新政府は、新たな領地として猪苗代と下北半島(どちらも3万石)を提示しますが、旧会津藩首脳は下北半島を選びます。猪苗代は会津藩の旧領でありよく知った土地であるが故、この地で3万石程度では家臣を養うことはできないと考えたのでしょう。同じ3万石でも広大な土地を有する下北半島であれば、新たに開墾すれば実質石高は3万石以上になるとの期待から下北への移住を決断したもと思われます。


新たな藩名は「斗南藩(となみはん)」と決まります。「北斗以南皆帝州(ほくといなんみなていしゅう)」という漢文から取られたもので、北斗七星が輝く地より南は、たとえ最果てでも帝の領土であるという意味です。

山川浩(やまかわひろし)
*斗南藩 権大参事 山川浩

「斗南藩(となみはん)」の藩主には、松平容保の嫡男容大(かたはる)、権大参事(ごんのだいさんじ)には山川浩(大蔵から浩に改名)、少参事に広沢安任(ひろさわやすとう)と永岡久茂(ながおかひさしげ)が就任します。

広沢安任(ひろさわやすとう)
*斗南藩 少参事 広沢安任

旧会津藩士と家族のうち7割にあたるおよそ1万7千人が斗南に移住することになります。斗南藩の表高は3万石ですが、実際は7千石程度しかなく、移住した藩士たちは極貧の生活を余儀なくされます。


斗南藩では、新たな農地を増やすため開墾を推奨しますが、極寒の気候により作物はほとんど育たず深刻な食糧不足に陥ります。藩士たちは大豆、豆腐のおから、山菜、植物の葉、根っこなど食べられるものは何でも食べたそうです。


地元の住民にとっては、突然大勢の人が移住してきて、ありとあらゆる物を食べつくすので迷惑していたのでしょう。

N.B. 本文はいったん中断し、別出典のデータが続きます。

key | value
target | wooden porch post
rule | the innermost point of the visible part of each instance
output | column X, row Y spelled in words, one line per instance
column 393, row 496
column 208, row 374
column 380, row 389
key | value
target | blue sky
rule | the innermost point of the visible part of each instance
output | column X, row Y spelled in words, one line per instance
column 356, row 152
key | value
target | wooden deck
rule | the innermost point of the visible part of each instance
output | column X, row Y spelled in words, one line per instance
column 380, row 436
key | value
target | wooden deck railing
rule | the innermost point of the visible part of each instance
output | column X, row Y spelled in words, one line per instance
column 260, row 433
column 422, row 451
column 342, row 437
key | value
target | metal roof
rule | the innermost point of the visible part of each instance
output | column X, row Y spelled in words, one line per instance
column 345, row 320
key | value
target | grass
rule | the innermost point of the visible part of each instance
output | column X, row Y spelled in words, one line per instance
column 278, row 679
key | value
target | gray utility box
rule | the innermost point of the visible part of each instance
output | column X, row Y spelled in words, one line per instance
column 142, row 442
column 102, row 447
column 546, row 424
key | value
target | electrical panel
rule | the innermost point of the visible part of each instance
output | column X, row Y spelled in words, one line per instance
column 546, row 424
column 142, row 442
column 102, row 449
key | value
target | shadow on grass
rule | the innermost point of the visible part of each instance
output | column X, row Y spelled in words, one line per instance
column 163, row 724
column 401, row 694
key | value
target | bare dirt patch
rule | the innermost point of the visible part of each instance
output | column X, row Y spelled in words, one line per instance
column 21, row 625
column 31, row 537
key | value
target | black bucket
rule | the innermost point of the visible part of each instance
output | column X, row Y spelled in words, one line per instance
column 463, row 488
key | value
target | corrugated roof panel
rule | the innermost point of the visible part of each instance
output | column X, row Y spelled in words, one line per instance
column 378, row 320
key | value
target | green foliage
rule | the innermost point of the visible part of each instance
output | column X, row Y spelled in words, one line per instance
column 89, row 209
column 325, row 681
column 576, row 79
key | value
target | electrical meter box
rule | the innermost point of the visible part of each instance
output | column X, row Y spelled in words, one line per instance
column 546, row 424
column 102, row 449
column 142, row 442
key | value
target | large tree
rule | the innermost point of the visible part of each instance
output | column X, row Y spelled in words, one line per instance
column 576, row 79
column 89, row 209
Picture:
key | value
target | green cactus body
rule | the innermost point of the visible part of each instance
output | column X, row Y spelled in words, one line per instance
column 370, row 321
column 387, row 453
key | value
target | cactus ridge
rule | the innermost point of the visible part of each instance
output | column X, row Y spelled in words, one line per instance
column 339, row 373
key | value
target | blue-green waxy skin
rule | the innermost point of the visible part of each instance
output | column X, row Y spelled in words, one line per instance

そのため、斗南藩士のことを「ゲダカ(毛虫)」「ハトザムライ(鳩侍)」と呼び侮蔑していたそうです。


過酷な生活の中で、体力のない老人や子供が犠牲になり亡くなる人も少なくなかったようです。1871年8月29日には廃藩置県が断行され、斗南藩は消滅!斗南に残る者、会津に戻る者、東京に移住する者・・・生活の糧を求めて藩士たちは進む道を決めていくのです。